As people design flower boxes, what kinds of flowers could they incorporate right now, in early April?

Laura says there are many cold-hardy plants to include right now.  She recommends pansies and violas (mini pansies).

Pansy Flower Box

She’s also quick to recommend stock, which have silvery leaves and bright, fragrant flowers.  Nemesia, another cold hardy plant, “cascades over the edge” of flower boxes and is very showy, says Laura.  The flowers have a snapdragon-like shape and come in many different colors.  Lamium cascades, too, trailing tiny purple, pink and white flowers along with variegated leaves lined with silver.

When Laura starts talking about the next flower possibility, ranunculus, she’s clearly excited about this flower she describes as huge, bright, gorgeous and peony-like.  Wolff’s has been carrying this perennial for several weeks now.


As she walks around the garden center, she soon notices osteospermum (a.k.a. “osteos”) and her voice speeds up as she describes this daisy-like flower with a ring around its center that looks, she says, “like a sunset.”

For texture, Laura recommends silvery dusty miller plants.

Pansies (2)

She notes that cool-weather vegetable plants like kale look good in an early season flower box.


She also suggests using fragrant alyssum for filler.  Their tiny petals will fill any “blank” spaces in the flower box.

How long will a flower box last, if gardeners start it now?
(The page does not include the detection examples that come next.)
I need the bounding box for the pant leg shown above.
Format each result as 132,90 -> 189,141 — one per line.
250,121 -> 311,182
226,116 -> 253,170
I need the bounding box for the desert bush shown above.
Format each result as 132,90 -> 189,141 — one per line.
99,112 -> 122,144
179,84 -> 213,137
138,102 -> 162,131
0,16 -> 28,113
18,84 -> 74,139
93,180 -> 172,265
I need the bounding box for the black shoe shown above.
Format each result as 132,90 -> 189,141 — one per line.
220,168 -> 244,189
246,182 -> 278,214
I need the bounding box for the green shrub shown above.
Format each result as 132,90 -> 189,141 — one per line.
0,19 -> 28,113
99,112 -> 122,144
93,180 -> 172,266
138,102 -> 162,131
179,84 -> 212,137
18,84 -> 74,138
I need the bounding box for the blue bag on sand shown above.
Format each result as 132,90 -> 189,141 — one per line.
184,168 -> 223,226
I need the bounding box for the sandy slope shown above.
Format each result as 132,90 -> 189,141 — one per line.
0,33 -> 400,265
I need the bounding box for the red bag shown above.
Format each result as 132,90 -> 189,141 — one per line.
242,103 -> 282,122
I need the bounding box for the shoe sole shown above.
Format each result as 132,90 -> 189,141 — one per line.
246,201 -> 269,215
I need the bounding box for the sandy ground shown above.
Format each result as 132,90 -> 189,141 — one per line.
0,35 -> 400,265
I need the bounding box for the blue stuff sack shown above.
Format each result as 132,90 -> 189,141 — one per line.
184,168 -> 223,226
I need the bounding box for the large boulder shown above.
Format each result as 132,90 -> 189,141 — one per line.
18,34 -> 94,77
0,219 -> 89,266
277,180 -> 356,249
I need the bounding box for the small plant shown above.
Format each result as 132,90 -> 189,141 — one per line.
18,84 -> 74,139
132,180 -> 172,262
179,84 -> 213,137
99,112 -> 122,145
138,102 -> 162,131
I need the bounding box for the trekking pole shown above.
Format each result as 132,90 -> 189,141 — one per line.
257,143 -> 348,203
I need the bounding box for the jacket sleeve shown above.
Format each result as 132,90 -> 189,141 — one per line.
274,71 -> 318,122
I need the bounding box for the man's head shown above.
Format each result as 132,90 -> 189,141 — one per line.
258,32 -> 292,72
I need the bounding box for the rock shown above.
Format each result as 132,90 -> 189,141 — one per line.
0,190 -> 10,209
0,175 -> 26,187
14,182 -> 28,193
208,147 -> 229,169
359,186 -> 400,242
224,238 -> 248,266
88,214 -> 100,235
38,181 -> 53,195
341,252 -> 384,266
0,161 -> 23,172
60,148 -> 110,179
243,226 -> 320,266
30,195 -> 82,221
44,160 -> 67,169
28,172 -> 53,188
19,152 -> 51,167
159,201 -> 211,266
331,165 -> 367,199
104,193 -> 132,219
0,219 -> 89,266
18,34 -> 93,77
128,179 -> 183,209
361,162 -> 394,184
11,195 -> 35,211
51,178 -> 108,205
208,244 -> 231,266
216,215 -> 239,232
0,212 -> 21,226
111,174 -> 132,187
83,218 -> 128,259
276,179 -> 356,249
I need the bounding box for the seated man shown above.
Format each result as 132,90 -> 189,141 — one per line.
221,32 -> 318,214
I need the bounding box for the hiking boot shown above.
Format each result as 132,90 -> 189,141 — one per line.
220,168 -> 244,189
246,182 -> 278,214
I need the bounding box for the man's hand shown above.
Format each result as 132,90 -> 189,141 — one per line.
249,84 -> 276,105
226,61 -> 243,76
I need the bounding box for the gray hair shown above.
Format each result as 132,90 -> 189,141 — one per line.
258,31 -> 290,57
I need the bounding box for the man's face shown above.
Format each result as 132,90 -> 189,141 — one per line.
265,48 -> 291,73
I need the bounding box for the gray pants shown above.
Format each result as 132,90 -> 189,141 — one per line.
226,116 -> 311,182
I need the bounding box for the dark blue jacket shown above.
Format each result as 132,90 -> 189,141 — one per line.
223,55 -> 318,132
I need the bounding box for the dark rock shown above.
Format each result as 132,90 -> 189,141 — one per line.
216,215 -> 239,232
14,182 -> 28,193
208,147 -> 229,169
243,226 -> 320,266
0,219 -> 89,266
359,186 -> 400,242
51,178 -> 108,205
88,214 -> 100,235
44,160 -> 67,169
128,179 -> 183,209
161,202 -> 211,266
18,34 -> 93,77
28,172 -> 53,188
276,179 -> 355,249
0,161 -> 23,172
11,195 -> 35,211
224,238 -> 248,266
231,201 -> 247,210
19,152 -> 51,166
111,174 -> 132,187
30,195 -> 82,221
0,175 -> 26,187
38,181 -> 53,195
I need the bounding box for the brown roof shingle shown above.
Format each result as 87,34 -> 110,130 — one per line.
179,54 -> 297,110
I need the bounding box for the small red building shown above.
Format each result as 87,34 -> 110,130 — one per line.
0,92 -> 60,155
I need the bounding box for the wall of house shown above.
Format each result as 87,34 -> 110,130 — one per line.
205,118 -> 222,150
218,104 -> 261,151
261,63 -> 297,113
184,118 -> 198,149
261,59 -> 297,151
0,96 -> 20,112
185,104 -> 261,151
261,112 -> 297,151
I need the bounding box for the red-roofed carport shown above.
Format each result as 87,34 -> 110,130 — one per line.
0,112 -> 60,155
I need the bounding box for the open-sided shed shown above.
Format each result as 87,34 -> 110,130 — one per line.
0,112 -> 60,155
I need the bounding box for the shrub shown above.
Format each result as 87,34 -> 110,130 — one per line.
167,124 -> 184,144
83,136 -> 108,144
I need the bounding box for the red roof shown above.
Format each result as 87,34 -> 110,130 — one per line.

Most of these flowers, she says, will last until June, except for pansies which are the first to dry out in summer heat.

Do you have any tips for designing a flower box?

You’ll want a thriller, filler and spiller, says Laura, so that you’re combining three height levels.  The “thriller” plants are the tallest and their function is to catch the eye.  The “filler,” made up of smaller plants, stands to the left and right of the thriller.  The spiller then cascades over the edges.

These guidelines are true at any time of the year, and they’ll help gardeners avoid awkward-looking flower boxes.

As far as color combinations, Laura recommends looking at a color wheel.  You can also look for the colors found in a variegated leaf and draw those colors out through your choice of flowers, she points out.  For instance, if there’s a touch of yellow in a leaf, add some yellow flowers to the box.

What are your tips for caring for a flower box?

Don’t water it as often in the spring, she says, because cool temperatures could mean that the water frosts or even freezes overnight.

She also urges gardeners to use good, rich soil for their boxes.  It might be tempting to re-use old soil from last year, but this will not produce strong, healthy flowers.